Herein, C₀, C, and $\mathrm{k}$ are the initial MB concentration (mg/L), the MB concentration at time t (mg/L), and the apparent pseudo-first-order rate constant (min⁻¹), respectively. The calculated MB degradation pseudo-first-order kinetic curve of the as-prepared catalyst was shown in Figure 5b. The reaction constant k value of MB degradation of 1.0-CN/BVO was the highest, which was about 0.03808, 2.39 and 4.53 times of pristine BVO and CN. This outstanding performance (Table S1) confirmed that the enhanced photocatalytic activity of x-CN/BVO should be attributed to the introduction of CN. The k value of MB degradation in the prepared samples followed the sequence of 1.0-CN/BVO > 0.5-CN/BVO > 1.5-CN/BVO.

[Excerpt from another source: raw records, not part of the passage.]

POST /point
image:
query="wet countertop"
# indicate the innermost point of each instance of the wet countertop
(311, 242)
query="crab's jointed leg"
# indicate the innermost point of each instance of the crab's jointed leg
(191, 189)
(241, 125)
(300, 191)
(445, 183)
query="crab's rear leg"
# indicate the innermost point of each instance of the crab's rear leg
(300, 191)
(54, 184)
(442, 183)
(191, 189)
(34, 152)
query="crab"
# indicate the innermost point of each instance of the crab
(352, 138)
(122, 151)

The photostability and recyclability are crucial indexes of the photocatalyst in practical and industrial applications. In this work, the stability measure of 1.0-CN/BVO was obtained through four repeated experiments in the same environment and equipment parameters. As displayed in Figure 5c, after four cycles of degradation of MB by 1.0-CN/BVO, the performance was slightly different from the first one. In addition, XRD pattern spectrum of the fresh and used 1.0-CN/BVO sample (in Figure 5d) showed that the crystalline structure of 1.0-CN/BVO phase did not change significantly after four cycles of repeated experiments, indicating that 1.0-CN/BVO was stable and effective.

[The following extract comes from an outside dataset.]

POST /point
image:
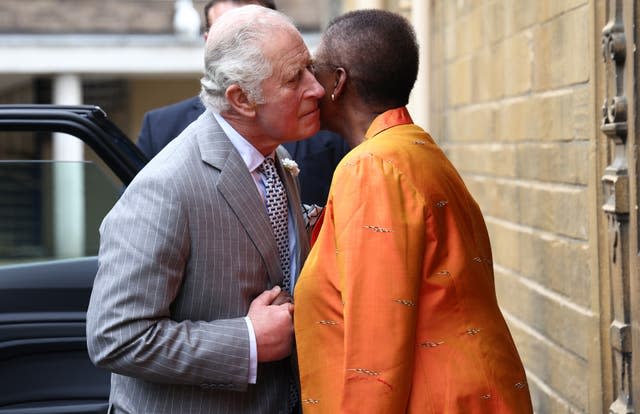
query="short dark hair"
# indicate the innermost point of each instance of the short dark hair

3.6. Photocatalytic Mechanism

On the base of the above analysis, the enhancement on photocatalytic efficiency of x-CN/BVO catalysts for MB degradation can be obtained. According to the experimental and theoretical results [36], we calculated the conduction band and valence band energies of the samples. It was found that the LUMO and HOMO of MB are mismatched with the energy of BOV materials, so the photocatalytic process played a dominant role. In addition, before the photocatalytic experiment, we set up a 30 min dark reaction to achieve the balance of physical adsorption and desorption, and try to eliminate any other factors affecting the photocatalytic experiment. The plausible photocatalytic mechanism was shown in Scheme 2, in which the Z-scheme photocatalytic system is formed between CN and BVO. Layered CN is anchored on the facets of BVO through strong interfacial electrostatic interaction, resulting in a lot of charge accumulation at the contact interface. When x-CN/BVO heterostructure is used as a photocatalyst, visible light irradiation can stimulate the migration of CN and BVO electrons from VB to CB, leaving relatively stable holes in VB, thus forming electron-hole pairs. Attributing to the Z-scheme mechanism [37], the photogenerated electrons of CB from BVO (+0.32 eV), with little hindrance, migrated to VB of CN (+1.52 eV). The electrons from CB of CN were reacted again with oxygen to generate·${\mathrm{O}}_2^{-}$ species. Then, the·${\mathrm{O}}_2^{-}$ species presents more negative potential than O₂/${\mathrm{O}}_2^{-}$, the species preferentially reacted with MB [38]. The VB of BVO is 2.77 eV, which was more positive than CN’s, so H₂O/OH⁻ can be oxidized to OH. Then, the OH species reacted with MB to produce degradation products. As shown in Figure S3 (Supplementary Materials), the photodegradation rates of MB are apparently depressed from 99.3% to 23%, 77% and 17% when BQ, IPA, and KI are being added into the reaction system, respectively. The results suggested that all the radicals of ${\mathrm{O}}_2^{-}$, OH, and h⁺ worked in MB degradation over 1.0-CN/BVO, and the·${\mathrm{O}}_2^{-}$ and h⁺ played the most dominate roles in photocatalysis reaction.

4. Conclusions

In summary, the x-CN/BVO Z-scheme heterojunction photocatalyst composed of CN and BVO was successfully synthesized by calcination and hydrothermal methods. The as-prepared optimal photodegradation performance of 1.0-CN/BVO exhibits a wide photo response, high charge separation efficiency, and strong redox capacity at the same time [39]. The results displayed that the degradation of MB by1.0-CN/BVO was 4.528 and 2.387 times higher than that of pristine CN and BVO, respectively. In addition, the 1.0-CN/BVO composite exhibits extremely catalytic stability and recyclability, indicating that the heterogeneous photocatalyst has huge potential for the removal of organic pollutants.